POP3 polling: understanding dovecot log

I’m catching up with POP3 polling and replaying by email features and starting to understand them.

But I’m falling at explaining what our POP3 server is recording in the log when Discourse connects. Could you help me to explain the paired lines RETR/access recorded in the POP3 server log every time Discourse connects to it? It happens, as expected by the value of pop3 polling period mins, every 5 minutes.

In the attached file (21.2 KB), the lines recorded since the activation of both features and the first poll action.

Thanks for your help!

(How is this a Discourse question and not a Dovecot question?)

It simply means Discourse is retrieving the mails in your mailbox, one by one.

I hesitate between asking here and looking for help from Dovecot forum. I asked here because it is Discourse polling email from the server. Your answer helped me to match the number of “paired lines”, with the number of messages available on the server. I don’t understand yet why sometimes the number of paired lines is exactly the number of messages in the inbox, but other times is just 36

Looking now to Dovecot community looking for more information: I need to get a full explanation about the log to be allowed to use Discourse POP3 features.

Thank you very much for your help.

Are you sure the 36 is caused by Discourse and not by for instance roundcube or another email client which is retrieving mails page-by-page?

As sure as a newbie using summer to improve his skills can be! Thanks for considering the issue.

I think RoundCube is using IMAP here. The new attachment (9.8 KB) includes an n=36 series. It reproduces every 5 minutes. That is mainly why I’m guessing is Discourse-related. I’m not able yet to understand when n is equal to the number of messages in premise’s account inbox.

Thanks!

I’m now surer about the origin and After reading RFC 1939 and being able to access rails c to work with library net/pop at least for some basic actions.
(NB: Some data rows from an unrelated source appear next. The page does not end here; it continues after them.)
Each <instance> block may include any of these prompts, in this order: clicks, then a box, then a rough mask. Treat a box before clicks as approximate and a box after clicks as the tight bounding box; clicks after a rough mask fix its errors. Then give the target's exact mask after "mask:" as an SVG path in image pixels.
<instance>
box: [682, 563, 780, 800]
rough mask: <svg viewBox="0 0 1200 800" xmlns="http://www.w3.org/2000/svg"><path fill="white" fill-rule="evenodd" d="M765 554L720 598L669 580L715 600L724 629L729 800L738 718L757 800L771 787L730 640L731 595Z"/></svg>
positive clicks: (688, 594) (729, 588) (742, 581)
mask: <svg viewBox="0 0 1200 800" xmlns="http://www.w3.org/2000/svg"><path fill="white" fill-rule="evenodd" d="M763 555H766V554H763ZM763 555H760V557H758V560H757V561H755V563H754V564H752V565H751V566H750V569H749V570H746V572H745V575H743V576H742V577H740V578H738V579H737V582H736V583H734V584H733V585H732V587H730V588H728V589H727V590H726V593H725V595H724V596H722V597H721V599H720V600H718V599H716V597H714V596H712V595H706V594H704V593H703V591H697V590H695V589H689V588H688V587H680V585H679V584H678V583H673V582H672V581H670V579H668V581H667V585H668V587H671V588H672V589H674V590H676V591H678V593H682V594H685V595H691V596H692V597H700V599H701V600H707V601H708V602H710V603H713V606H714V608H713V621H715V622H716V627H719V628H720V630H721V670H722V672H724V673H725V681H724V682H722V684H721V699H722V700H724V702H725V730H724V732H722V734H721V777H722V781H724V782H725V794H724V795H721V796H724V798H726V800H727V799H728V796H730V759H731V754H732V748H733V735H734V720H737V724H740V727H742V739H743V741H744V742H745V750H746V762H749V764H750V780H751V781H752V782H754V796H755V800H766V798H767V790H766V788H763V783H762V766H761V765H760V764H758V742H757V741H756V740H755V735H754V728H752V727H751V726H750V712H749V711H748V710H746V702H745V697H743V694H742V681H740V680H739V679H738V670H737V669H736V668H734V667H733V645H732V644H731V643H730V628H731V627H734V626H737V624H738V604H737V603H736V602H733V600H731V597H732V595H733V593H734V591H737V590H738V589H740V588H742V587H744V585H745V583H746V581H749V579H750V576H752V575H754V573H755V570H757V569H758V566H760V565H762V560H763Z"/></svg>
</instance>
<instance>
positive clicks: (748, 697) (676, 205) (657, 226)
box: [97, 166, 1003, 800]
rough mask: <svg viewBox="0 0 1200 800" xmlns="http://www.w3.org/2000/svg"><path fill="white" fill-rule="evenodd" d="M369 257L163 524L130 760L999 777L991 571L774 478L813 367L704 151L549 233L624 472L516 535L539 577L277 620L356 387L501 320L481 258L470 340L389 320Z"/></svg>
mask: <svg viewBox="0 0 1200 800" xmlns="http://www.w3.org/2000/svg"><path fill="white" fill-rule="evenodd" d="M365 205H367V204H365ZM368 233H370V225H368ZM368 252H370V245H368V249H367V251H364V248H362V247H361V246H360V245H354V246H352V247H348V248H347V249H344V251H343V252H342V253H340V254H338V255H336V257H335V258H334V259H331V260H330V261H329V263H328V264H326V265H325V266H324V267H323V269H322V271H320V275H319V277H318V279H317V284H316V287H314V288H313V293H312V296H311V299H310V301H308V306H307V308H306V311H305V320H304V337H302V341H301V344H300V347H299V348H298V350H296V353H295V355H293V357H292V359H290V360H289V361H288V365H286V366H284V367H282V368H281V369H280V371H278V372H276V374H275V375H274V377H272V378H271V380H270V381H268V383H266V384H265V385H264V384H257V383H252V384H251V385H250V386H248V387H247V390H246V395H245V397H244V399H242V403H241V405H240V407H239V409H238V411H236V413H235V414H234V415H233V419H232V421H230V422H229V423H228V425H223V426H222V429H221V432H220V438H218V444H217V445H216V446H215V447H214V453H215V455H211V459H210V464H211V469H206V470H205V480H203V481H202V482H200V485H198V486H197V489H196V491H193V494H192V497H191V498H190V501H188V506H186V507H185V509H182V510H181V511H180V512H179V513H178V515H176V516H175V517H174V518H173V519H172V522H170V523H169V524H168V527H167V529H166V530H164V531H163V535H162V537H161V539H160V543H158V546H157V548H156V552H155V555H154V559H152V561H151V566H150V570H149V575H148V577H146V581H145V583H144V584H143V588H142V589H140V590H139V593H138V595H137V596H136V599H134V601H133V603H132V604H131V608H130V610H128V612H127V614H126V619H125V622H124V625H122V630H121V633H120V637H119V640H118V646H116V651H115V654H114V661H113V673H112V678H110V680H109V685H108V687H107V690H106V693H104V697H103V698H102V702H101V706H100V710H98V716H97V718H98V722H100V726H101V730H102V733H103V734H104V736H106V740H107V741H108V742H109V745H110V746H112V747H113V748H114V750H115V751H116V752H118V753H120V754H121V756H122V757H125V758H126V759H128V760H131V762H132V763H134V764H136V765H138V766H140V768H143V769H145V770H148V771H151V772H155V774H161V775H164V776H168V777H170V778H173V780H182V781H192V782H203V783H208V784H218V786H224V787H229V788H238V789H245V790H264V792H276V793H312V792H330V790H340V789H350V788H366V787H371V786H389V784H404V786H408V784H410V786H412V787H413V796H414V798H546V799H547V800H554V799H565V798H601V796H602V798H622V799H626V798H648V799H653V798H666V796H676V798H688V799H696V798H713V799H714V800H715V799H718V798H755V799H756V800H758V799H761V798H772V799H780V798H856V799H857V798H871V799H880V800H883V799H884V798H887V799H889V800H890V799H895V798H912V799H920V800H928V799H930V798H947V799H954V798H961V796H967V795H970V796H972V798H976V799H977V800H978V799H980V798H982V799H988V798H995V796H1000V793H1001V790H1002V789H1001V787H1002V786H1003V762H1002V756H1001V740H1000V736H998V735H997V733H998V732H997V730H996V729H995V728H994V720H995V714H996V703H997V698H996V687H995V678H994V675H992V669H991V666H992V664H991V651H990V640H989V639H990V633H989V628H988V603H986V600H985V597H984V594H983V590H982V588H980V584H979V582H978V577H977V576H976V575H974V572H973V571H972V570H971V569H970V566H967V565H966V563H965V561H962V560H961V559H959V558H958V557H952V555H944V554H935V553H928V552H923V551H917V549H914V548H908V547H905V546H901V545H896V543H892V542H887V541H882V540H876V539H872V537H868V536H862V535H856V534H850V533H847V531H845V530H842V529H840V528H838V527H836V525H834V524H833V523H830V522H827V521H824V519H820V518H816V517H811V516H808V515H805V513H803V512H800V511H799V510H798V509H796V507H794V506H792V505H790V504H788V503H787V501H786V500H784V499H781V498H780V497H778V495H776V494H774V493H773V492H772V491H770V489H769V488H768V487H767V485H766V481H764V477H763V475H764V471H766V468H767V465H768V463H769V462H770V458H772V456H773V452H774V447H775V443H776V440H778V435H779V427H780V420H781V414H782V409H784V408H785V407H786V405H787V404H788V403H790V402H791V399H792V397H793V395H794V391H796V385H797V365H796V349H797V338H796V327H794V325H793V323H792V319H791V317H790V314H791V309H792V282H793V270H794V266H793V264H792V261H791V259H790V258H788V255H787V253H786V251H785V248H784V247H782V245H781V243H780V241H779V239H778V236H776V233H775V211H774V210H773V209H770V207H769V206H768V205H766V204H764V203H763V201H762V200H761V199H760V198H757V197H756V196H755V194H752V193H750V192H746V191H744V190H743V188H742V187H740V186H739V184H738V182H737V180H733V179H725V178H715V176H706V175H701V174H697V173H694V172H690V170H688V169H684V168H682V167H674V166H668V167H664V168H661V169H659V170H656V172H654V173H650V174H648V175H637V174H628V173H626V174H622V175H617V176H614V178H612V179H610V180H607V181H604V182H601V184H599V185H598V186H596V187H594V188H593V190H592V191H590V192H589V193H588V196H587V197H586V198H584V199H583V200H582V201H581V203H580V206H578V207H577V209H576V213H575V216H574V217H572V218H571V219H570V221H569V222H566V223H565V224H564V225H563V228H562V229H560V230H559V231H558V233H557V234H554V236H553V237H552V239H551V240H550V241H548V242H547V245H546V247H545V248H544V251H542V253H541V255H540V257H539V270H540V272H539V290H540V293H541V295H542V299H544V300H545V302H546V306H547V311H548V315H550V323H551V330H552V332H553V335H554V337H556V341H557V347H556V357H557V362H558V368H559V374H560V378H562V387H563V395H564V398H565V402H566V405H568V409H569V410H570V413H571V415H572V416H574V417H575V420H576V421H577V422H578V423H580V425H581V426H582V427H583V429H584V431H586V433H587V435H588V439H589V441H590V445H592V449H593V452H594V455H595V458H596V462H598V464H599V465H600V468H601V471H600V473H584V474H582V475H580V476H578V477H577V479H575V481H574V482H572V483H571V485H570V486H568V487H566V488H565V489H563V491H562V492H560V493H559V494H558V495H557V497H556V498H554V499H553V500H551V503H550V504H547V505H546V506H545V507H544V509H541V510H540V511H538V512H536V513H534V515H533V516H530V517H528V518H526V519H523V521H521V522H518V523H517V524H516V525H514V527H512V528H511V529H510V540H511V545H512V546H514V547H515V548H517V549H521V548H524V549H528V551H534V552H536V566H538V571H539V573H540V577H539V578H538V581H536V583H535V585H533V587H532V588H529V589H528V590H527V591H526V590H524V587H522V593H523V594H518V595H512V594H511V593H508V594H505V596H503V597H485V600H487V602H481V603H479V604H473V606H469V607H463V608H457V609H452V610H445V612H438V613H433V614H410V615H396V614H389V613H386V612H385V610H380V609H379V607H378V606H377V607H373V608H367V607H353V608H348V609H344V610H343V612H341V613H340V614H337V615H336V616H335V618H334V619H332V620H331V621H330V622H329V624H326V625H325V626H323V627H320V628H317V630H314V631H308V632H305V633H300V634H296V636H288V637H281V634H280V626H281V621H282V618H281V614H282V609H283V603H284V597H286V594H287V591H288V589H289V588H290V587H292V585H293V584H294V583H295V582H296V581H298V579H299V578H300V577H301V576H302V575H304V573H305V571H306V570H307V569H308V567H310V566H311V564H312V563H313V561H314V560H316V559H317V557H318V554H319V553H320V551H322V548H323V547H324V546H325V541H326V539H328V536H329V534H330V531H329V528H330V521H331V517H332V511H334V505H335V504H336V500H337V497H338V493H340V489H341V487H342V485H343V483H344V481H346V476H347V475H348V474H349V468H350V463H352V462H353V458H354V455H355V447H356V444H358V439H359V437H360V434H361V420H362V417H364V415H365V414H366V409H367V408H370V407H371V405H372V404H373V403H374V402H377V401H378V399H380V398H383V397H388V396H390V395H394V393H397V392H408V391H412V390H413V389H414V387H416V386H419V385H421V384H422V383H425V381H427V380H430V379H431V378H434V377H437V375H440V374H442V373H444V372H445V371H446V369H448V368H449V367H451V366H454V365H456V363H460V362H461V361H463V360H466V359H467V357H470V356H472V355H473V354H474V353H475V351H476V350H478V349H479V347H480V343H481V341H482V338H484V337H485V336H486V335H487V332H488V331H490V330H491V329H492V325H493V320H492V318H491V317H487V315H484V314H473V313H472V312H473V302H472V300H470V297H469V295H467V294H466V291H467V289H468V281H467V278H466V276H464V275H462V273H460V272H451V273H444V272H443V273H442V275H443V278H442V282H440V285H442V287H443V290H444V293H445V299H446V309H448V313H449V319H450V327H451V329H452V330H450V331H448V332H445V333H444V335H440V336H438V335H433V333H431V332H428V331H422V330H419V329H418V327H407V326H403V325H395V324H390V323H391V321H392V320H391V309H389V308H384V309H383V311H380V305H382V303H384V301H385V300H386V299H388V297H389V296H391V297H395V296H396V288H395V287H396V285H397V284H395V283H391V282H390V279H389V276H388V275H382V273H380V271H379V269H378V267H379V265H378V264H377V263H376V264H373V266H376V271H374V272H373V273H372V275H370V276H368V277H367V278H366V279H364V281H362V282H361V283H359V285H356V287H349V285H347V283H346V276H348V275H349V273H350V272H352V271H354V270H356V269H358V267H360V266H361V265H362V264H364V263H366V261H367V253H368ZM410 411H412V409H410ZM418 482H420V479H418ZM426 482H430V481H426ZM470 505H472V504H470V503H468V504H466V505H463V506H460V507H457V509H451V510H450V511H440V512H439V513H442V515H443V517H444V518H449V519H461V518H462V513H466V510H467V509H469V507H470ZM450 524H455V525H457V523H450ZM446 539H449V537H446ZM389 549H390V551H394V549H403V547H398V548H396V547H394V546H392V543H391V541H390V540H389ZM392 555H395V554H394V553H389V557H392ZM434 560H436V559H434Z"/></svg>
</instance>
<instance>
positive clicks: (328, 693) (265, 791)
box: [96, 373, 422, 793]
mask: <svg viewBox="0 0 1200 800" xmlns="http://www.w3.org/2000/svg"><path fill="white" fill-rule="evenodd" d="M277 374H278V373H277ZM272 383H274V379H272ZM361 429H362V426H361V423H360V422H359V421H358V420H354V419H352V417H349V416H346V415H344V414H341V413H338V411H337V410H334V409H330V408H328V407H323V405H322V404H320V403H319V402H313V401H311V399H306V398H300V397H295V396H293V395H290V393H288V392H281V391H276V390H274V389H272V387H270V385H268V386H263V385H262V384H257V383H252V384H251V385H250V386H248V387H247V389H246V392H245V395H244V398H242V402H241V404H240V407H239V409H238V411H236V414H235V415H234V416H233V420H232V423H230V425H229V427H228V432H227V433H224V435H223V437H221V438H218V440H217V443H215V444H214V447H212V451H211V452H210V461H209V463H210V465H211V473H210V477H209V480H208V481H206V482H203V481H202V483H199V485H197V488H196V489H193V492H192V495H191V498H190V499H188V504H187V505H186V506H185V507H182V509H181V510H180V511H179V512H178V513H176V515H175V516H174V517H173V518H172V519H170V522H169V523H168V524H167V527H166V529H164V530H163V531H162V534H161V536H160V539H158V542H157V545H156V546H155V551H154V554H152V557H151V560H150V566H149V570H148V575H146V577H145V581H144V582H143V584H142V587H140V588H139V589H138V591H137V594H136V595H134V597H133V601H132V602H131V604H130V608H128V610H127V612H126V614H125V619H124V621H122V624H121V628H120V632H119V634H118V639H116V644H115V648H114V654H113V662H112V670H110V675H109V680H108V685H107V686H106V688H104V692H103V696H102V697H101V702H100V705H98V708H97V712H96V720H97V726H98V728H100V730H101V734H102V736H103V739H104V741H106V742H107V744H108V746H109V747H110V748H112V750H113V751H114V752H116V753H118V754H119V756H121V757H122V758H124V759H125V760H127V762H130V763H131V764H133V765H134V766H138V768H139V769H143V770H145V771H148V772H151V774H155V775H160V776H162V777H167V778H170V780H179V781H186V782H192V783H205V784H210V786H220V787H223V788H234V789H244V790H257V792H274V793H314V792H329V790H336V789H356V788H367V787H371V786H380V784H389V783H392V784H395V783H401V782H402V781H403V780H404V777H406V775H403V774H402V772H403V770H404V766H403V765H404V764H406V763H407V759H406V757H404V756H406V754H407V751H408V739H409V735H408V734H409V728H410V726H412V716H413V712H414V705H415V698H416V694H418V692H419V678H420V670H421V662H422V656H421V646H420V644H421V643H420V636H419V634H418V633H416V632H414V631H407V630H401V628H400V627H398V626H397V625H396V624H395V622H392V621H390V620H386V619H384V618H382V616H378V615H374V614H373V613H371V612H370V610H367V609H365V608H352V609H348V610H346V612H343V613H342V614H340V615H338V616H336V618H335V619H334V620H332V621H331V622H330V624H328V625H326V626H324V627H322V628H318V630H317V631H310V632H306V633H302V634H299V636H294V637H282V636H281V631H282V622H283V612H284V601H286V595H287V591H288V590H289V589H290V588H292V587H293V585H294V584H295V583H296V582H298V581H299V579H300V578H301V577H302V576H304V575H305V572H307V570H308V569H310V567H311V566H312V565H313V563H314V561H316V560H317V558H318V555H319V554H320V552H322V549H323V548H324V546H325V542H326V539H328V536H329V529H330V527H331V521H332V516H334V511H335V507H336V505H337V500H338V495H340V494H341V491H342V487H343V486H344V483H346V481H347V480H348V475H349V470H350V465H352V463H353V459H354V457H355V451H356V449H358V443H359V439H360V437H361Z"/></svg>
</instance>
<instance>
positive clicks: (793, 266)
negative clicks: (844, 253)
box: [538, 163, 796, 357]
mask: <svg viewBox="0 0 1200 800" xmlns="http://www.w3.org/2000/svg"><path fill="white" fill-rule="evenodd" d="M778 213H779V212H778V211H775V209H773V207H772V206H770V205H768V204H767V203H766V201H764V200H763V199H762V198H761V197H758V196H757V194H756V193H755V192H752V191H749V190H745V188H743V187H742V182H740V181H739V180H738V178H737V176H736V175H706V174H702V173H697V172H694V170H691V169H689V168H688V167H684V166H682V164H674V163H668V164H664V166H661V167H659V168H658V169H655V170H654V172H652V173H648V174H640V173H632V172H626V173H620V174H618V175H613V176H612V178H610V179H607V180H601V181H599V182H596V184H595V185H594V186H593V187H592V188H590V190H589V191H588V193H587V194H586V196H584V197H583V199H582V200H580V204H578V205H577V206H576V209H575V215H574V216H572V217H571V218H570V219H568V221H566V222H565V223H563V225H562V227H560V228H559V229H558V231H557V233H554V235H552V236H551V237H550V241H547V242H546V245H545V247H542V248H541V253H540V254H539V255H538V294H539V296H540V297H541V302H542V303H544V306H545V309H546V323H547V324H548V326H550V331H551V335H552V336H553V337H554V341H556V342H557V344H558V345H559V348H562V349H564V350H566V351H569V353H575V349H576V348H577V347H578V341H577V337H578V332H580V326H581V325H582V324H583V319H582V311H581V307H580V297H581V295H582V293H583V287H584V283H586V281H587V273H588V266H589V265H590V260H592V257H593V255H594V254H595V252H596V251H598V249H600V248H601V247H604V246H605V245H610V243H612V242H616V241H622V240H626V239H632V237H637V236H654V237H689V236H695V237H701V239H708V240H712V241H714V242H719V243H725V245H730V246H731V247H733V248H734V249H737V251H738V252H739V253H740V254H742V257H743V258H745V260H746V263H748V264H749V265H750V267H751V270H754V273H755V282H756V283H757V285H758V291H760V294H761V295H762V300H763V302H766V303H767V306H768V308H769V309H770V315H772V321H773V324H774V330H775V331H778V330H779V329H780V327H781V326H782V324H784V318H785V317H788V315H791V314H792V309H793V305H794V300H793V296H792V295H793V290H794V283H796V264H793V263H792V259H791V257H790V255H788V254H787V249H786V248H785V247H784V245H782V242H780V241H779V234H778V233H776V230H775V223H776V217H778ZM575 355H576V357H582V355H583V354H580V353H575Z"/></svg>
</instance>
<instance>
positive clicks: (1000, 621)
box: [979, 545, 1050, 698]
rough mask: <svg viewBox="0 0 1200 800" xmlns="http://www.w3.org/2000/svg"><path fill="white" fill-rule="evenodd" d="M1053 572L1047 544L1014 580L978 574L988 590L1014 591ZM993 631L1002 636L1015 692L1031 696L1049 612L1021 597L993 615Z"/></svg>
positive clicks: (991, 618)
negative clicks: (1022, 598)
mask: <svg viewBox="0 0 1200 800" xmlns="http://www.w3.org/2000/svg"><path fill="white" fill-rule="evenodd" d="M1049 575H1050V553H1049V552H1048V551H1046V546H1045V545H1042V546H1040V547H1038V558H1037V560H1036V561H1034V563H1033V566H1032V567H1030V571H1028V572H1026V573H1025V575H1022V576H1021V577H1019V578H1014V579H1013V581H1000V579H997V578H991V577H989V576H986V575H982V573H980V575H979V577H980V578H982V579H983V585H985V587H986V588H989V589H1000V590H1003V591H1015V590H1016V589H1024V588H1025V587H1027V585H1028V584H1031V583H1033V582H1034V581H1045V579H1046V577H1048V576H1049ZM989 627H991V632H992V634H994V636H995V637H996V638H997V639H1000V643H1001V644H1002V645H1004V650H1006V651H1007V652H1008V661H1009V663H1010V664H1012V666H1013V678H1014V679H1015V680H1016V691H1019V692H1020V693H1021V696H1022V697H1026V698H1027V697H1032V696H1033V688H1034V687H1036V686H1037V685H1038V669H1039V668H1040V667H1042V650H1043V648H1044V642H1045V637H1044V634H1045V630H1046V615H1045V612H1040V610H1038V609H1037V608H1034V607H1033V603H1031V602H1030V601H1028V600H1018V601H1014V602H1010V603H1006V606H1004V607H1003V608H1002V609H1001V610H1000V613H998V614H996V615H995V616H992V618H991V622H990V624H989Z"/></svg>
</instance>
[10] pry(main)> Net::POP3.enable_ssl(OpenSSL::SSL::VERIFY_NONE)
=> {:verify_mode=>0}
[11] pry(main)> pop = Net::POP3.new('x.y.z')
=> #<Net::POP3 x.y.esz open=false>
[12] pry(main)> pop.start('premises', 'xxxxxxxxx')
=> #<Net::POP3 x.y.z: open=true>
[13] pry(main)> pop.n_mails()
=> 103

What I’m not able to explain is why some polling cycles read only 36 messages. The last access is always UID=36.

Aug 19 15:46:00 igfae dovecot: pop3(premises): Debug: Mailbox INBOX: Opened mail UID=36 because: access
Aug 19 15:46:00 igfae dovecot: pop3(premises): Debug: Mailbox INBOX: Opened mail UID=36 because: RETR

This number was not modified in spite of there are now more messages in the account.

Could you help me find an explanation to this behavior? Security staff at our center don’t like to have running software generating logs that we can not explain! Thanks!

However tempting this is - since I don’t like things I don’t understand either - I think this is a useless exercise since there is not an actual problem.

I did quickly check the source code last time and I couldn’t find anything there.
I suggest you lower the log level…

Logging is another topic I have a lot to learn about!

In the current /var/log/maillog file of our mail server, 30644 lines out of 36467 are Dovecot-related. Discourse is the only service using Dovecot in our organization. Although many people are on holidays, 84% of the records depicts Discourse email activity.

I have no control at all about what the mail server register. I can only read it. Thus, I could only modify what information Discourse/Dovecot are sending. Most of the lines include Debug. So, I guess the login configuration in our Discourse instance is sending debug information to the mail server.

How could I modify this behavior?

Accept my apologies in advance if I have a clear misunderstanding of how logging process works! Thanks!

No, the mail server is configured to log at “debug” level.

What is happening is the following:

• the dovecot instance in your organization has been configured to log at the debug level. The debug level is meant for advanced troubleshooting and requires deep insight into the workings of the dovecot software. Since there is no problem, there is no need for troubleshooting, and since there is no need for troubleshooting the log level can be set to a lower (less verbose) level.
• Your security staff in your center complains that they do not understand the logs. This is because understanding these logs requires deep insight into the workings of the dovecot software, which they don’t have.

Hence the solution: the staff running the dovecot software should change the log level.

This is not something they should complain about to the people using the dovecot software (i.e. you). It is something they or their staff colleagues did.

They did it! The log is much cleaner and informative now.

Thank you very much for your explanation. It is much easier to dialog with a good description and analysis of the situation. I can understand all the security concerns as we faced some hard situations in the last couple of years. I accept the exercise of struggling for an explanation but, without your help and the help of others volunteering here and there, it won’t be possible for people like me, with few IT skills, to use, and promote the use, of great tools like Discourse.

Furthermore, I will move now to other doubts related with email settings. Thank you very much!